Я живу здесь около семидесяти лет, и эта квартира всегда была очень важна для меня. Ее называла домом твоя мать. Я помню, как она сказала нам, что ждет ребенка, и всегда надеялся, что когда-нибудь квартира станет и твоим домом тоже. Это сюда она привезла тебя новорожденного из роддома, здесь ты в раннем детстве часто прятался под столом. Помнишь?
Когда ты пошел в школу, здесь ты проводил вечера, пока мама работала. Стены и пол этой квартиры хранят нашу историю, Фред. Я не знаю, при каких обстоятельствах она перейдет от меня к тебе и в каком состоянии тебе достанется.
Я старался, чтобы она оставалась чистой и уютной, но забираться на стремянку в моем возрасте уже чересчур — твоя мать многое могла бы об этом сказать!
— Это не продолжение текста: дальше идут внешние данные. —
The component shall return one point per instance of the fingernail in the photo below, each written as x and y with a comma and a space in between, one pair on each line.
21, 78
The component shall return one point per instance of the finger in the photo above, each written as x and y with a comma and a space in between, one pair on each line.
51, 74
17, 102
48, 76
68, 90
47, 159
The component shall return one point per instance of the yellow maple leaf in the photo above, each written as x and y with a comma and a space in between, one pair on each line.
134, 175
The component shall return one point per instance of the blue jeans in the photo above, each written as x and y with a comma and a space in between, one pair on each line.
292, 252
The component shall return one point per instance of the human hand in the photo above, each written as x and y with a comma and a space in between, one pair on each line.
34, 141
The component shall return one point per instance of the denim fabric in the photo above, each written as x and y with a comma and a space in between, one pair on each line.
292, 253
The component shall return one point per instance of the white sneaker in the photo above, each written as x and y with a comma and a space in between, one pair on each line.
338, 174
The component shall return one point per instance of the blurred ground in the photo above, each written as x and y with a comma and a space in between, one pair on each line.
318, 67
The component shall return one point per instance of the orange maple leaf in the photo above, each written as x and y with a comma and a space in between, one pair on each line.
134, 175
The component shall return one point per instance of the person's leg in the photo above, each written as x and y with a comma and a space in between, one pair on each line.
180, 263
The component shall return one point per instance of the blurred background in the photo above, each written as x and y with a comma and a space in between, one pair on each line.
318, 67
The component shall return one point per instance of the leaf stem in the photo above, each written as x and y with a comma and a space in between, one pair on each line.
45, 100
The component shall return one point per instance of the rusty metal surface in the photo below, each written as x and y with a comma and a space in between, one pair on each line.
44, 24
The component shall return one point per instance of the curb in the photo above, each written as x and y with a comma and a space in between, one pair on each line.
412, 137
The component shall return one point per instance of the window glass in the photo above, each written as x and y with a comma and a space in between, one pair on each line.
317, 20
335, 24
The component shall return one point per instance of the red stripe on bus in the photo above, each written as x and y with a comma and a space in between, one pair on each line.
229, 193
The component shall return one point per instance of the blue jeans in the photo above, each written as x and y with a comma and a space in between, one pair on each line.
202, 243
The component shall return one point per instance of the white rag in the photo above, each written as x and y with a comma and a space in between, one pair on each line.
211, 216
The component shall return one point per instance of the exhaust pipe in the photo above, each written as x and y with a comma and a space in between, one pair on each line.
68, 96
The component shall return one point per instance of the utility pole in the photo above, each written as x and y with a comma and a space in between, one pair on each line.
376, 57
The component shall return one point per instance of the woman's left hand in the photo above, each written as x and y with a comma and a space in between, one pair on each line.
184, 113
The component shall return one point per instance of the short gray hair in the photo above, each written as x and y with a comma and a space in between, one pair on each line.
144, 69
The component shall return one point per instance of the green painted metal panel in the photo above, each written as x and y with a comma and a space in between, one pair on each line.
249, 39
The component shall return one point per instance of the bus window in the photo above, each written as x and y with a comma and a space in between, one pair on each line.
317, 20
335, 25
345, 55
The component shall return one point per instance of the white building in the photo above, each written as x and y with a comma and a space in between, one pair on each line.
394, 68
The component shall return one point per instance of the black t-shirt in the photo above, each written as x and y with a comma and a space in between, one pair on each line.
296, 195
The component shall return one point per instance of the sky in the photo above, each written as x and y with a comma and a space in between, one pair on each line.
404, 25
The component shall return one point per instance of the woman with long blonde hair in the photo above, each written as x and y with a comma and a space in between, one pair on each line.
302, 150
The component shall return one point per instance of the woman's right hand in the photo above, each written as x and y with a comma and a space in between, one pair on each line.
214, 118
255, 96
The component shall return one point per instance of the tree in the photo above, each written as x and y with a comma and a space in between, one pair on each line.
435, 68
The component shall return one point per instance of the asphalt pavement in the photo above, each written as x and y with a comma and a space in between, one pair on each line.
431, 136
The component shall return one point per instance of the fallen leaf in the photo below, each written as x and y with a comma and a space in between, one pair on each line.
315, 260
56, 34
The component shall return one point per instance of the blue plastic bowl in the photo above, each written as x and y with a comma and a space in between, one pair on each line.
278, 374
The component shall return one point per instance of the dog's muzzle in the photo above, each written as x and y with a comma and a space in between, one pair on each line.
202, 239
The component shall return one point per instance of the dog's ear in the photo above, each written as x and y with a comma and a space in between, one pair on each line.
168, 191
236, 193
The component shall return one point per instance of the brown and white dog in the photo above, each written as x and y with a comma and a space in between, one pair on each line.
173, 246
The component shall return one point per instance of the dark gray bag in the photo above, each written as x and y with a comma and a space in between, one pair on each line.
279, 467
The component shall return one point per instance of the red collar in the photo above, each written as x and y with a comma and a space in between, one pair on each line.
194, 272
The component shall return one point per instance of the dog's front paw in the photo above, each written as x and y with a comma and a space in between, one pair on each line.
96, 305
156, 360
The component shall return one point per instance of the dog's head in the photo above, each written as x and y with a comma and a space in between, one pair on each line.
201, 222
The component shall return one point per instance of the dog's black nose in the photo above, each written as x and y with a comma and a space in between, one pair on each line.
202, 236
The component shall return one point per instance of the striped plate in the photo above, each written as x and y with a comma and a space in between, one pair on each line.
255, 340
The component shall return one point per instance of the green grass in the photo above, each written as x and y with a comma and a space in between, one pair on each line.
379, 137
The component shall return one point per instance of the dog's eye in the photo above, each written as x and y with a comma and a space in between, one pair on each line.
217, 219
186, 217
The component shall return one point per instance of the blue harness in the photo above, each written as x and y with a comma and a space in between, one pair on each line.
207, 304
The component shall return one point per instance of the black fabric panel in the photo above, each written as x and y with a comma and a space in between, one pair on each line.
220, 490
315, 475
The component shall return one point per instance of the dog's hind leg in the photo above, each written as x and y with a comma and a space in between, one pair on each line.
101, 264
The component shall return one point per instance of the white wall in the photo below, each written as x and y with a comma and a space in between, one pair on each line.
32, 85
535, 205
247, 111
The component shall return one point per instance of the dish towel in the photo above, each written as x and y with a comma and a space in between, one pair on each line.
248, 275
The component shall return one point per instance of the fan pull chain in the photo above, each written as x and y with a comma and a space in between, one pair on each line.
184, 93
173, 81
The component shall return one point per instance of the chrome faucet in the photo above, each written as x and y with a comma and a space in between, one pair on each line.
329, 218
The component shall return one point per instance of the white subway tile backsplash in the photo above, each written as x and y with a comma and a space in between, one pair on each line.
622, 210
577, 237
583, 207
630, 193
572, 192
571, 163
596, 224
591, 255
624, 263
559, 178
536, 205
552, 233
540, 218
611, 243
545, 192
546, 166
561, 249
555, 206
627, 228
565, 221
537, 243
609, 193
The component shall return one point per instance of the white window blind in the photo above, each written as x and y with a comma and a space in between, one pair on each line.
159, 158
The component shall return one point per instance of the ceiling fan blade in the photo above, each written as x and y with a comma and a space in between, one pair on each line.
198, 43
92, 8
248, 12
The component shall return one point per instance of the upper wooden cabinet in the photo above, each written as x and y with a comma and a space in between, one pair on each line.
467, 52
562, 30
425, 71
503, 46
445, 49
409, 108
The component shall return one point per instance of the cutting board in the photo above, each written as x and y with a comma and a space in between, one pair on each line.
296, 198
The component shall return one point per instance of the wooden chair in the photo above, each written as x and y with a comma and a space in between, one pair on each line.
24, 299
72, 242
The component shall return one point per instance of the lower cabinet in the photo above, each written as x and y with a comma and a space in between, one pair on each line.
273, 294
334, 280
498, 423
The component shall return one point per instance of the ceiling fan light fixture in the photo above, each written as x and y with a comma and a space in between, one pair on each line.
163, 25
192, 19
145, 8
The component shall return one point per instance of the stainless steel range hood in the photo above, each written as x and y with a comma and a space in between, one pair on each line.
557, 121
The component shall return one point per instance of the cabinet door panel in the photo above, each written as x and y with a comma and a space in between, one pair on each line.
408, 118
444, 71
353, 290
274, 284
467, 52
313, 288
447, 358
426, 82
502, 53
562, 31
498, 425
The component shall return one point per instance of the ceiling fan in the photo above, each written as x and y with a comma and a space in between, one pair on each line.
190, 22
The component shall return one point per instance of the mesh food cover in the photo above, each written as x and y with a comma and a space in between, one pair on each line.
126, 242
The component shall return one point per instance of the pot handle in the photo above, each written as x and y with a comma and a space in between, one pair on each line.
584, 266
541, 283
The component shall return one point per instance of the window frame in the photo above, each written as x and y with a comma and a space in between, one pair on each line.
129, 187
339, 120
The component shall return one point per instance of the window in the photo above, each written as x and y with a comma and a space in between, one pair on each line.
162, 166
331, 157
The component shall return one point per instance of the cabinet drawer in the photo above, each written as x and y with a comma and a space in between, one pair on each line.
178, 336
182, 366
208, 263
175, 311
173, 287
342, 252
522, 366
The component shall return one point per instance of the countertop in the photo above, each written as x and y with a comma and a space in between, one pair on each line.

Сейчас этот дом твой, а не мой и не бабули, так что пройдись по шкафам и выброси все, что тебе не нужно. Или, наверное, лучше написать иначе: ОСТАВЬ только то, что тебе нужно. Нет ничего хуже, чем жить с чужим хламом. Многие вещи здесь уже давно, так что посмотри на них внимательно, прежде чем решить, что с ними делать. Под лестницей — мои садовые инструменты, они еще могут пригодиться. Рядом с моей кроватью — твоя фотография, тебе там четыре года: ты стоишь рядом с сараем, с морковкой в руке. Я знаю, что у тебя не было после переезда времени на сад, но лопаты и вилы всегда пригодятся. Второе, на что следует обратить внимание, — это швейная машинка бабули. Она не электрическая — эти штуки, на мой взгляд, слишком своенравные и годятся только в хлам, а старая — с крышкой из гнутой древесины. Она стоит рядом с моим гардеробом. Машинка принадлежала еще твоей прабабушке. Может быть, сначала стоит проверить, работает ли она, а уж потом решать, что с ней делать.
Во всем остальном нет ничего выдающегося — никаких антикварных предметов значительной ценности или важности. В прошлом году я отдал твоей маме на хранение коробку.
Не знаю, что ты собираешься делать; как я понимаю, ты, скорее всего, захочешь продать квартиру и переехать в какое-нибудь более интересное и подходящее для твоей работы место. Я не хочу, чтобы ты был прикован к этой квартире. Не оставайся здесь только из чувства долга. Честно говоря, будь я в твоем возрасте, я бы вызвал маляров уже через неделю после того, как получил бы ключи. Я не стал ничего делать сейчас, только чтобы не обеспокоить твою мать.
Этот дом всегда был полон друзей. Мои соседи по участку приходили сюда вместе с семьями на каждое Рождество: в квартиру влезало человек двадцать. Мы ели мясные пироги и пели рождественские песни. Сюда приходили поиграть и твои друзья — возможно, здесь опять раздадутся детские голоса, а может быть, и нет. Все мы знаем, что в этой жизни ничего нельзя гарантировать.
И последнее: окно на кухне может вылететь, когда поднимаешь раму, так что будь аккуратнее, а то стекло приземлится на нарциссы под домом.